Assim o suspeito do assassinato do soldado da PM Patrick Bastos Reis, da Rota, descreve o momento em que o policial foi atingido na quinta-feira da semana passada por um disparo feito da parte mais alta da Vila Júlia, no Guarujá, na Baixada Santista, em São Paulo.

Em seu depoimento, Erickson David da Silva, apontado como o “sniper” do tráfico local, alega que viu o tiro e que ele teria sido dado a esmo por outro criminoso, o que, de acordo com ele, acontece com certa frequência para indicar a chegada da polícia à comunidade.

O delegado Antônio Sucupira Neto, que investiga o caso e localizou a possível arma do crime, terá que confrontar provas e se apoiar na perícia técnica para determinar quem foi o autor do disparo.

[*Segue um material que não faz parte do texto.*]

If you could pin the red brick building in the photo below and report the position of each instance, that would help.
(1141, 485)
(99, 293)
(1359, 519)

Segundo o advogado de Erickson, Wilton Félix, ele se entregou por medo de ser executado devido ao grande clamor público provocado pelo crime.

Antes de se entregar, Erickson, conhecido como Deivinho, que tem antecedentes por roubo e deixou o sistema penitenciário em 2016, gravou um vídeo em que acusa o secretário de Segurança, Guilherme Derrite, e o governador, Tarcísio Freitas, de estarem “matando inocentes”.

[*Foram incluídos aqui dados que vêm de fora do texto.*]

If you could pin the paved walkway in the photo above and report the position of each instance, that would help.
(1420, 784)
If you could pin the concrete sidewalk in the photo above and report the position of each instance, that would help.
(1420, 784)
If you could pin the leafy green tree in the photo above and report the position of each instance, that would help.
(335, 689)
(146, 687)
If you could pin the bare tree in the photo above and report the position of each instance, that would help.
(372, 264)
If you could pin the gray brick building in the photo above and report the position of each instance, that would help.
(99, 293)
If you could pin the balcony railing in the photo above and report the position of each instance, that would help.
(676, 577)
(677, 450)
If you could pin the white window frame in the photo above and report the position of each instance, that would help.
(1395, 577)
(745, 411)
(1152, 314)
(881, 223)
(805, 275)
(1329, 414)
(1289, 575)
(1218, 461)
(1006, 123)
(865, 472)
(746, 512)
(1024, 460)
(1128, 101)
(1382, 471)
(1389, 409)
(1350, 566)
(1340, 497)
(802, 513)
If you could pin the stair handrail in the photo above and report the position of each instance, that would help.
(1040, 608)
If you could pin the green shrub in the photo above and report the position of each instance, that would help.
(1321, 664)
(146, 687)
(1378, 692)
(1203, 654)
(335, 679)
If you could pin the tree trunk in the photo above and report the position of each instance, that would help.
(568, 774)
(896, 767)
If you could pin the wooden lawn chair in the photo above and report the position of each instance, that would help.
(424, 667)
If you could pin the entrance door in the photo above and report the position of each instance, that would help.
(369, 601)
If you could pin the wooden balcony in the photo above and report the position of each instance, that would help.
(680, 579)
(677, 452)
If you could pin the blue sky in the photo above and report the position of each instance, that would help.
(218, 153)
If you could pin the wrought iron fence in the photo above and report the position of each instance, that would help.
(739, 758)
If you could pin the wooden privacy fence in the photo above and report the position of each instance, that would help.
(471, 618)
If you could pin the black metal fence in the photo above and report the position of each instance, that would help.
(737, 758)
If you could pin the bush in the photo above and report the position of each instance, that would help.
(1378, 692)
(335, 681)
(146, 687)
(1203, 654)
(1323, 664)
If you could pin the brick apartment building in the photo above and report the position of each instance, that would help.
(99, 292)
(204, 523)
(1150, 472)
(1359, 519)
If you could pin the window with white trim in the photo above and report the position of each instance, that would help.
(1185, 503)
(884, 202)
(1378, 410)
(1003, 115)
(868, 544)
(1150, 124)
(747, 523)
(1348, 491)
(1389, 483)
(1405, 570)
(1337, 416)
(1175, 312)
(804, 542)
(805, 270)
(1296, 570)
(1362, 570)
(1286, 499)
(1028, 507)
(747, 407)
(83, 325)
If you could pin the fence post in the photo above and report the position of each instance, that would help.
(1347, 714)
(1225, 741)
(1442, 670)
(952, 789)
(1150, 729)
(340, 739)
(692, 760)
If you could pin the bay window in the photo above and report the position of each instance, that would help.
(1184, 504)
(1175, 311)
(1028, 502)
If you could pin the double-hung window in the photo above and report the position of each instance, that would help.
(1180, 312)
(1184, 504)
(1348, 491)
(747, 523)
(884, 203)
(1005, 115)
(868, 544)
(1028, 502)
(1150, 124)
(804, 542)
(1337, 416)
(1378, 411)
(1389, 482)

Ele afirmou já ter feito parte da quadrilha, em que teria atuado em várias funções, mas alegou que, no momento do crime, na quinta-feira (27/7), estava na “boca” comprando maconha para consumo próprio. Ele também seria usuário de cocaína.

O outro criminoso, de acordo com Erickson, estaria entre os 32 já presos pela polícia: Marcos Antônio de Assis Silva, conhecido como Mazzaropi.

Félix diz que o cliente estaria trabalhando desde 2021 como ajudante de pedreiro e demonstra estar tranquilo com o relato.

O advogado diz que Erickson responde por três crimes: tentativa de homicídio (um outro policial foi atingido na mão), pelo homicídio de Patrick e por associação para o tráfico.

O advogado conta que Erickson descreveu a arma do crime, que seria uma pistola G2C, fabricada pela Taurus. Ele também afirmou que os policiais, Patrick e outro PM que ficou ferido não atiraram na direção da Vila Júlia.

O delegado Antônio Sucupira mantém sob proteção uma testemunha que disse ter visto uma pessoa esconder a arma, que teria sido usada no crime, num beco.

Após uma denúncia anônima, ele e sua equipe recolheram na noite de segunda-feira uma pistola dentro de dois sacos plásticos e coberta de barro, num beco da Vila Júlia, a poucos metros do local do assassinato.

O delegado informou ainda que a testemunha é um dos suspeitos presos, que estava sendo procurado desde quinta-feira. Ao ser localizado, ele prestou depoimento com revelações sobre a dinâmica do crime para a polícia:

“A testemunha relatou uma série de informações que consideramos importantes para elucidar o crime. A pistola estava muito próxima do local de onde teria sido feito o disparo que matou o policial.”

O soldado Patrick Bastos Reis, da Rotas Ostensivas Tobias de Aguiar (Rota), foi baleado enquanto fazia o patrulhamento. O policial de 30 anos tinha três filhos e era campeão de jiu-jítsu.

O clima continua tenso na região onde, nessa terça-feira (1), dois policiais militares foram baleados em Santos. Eles ficaram feridos e estão sendo atendidos na Santa Casa da cidade.

Desde que o PM foi morto, 14 pessoas morreram na região, 32 foram presas, mais de 20 quilos de droga e 11 armas foram apreendidas, de acordo com a Secretaria Estadual de Segurança de São Paulo.

Em resposta ao assassinato do soldado da Rota, o governo estadual deflagrou a Operação Escudo, a fim de tentar encontrar o autor dos tiros. Moradores relatam abusos e clima de medo na região com as constantes trocas de tiros.